Si l’obésité du début et du milieu de la vie doit faire l’objet de toutes les attentions, il faudra penser autrement, plus tard dans notre parcours de vie. Dans nos établissements en mal de personnel, un patient « lourd » est légitimement redouté ; pourtant, contraindre un vieillard obèse à davantage de retenue est d’abord une maltraitance. Elle est aussi une gageure dangereuse, au péril de la perte de poids à nette prédominance musculaire[4]

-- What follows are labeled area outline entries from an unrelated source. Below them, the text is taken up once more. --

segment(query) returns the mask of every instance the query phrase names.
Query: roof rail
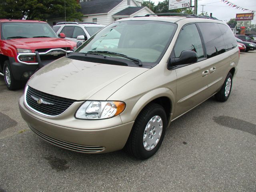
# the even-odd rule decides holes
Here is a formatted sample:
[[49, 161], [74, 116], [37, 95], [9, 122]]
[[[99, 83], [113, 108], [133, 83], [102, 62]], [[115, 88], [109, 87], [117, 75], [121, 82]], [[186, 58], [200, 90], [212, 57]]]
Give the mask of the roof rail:
[[145, 17], [149, 17], [151, 15], [157, 15], [158, 16], [183, 16], [187, 18], [204, 18], [206, 19], [214, 19], [215, 20], [218, 20], [217, 18], [213, 17], [210, 17], [209, 16], [198, 16], [195, 14], [188, 14], [186, 13], [155, 13], [154, 14], [148, 14], [146, 15]]
[[96, 23], [95, 22], [79, 22], [79, 24], [100, 24], [98, 23]]
[[79, 24], [79, 23], [77, 22], [60, 22], [55, 25], [61, 25], [62, 24]]

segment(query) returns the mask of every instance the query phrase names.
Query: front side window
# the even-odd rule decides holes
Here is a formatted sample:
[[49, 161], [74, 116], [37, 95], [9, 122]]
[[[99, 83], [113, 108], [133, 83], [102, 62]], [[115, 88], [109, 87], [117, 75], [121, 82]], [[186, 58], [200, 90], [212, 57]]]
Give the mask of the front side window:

A la toute fin de la vie, combien de fausses routes pour « éviter que maman ne meure de faim » ? Une confusion persistante entre la faim et la fin[5]. Ici doit se situer l’alimentation dite plaisir ou confort qui consiste à entretenir sans contrainte une bouche propre et indolore sans poursuivre un objectif nutritionnel inaccessible.

Chère lectrice, cher lecteur, vous n’avez sans doute rien appris ci-dessus ; mais qu’avez-vous transmis à celles et ceux qui n’en savent rien ?


[1] C. Clerc, C. Suna-Enache, T. Vogel, P.-O. Lang. Modalités de dépistage de la dénutrition chez les patients âgés : étude auprès de 100 médecins généralistes de l’Eurométropole de Strasbourg - 20/09/17 Vol 17 - N° 101 P. 318-324 - octobre 2017

[4] La perte musculaire en jargon médical hérité de la langue d’Hippocrate : la sarcopénie.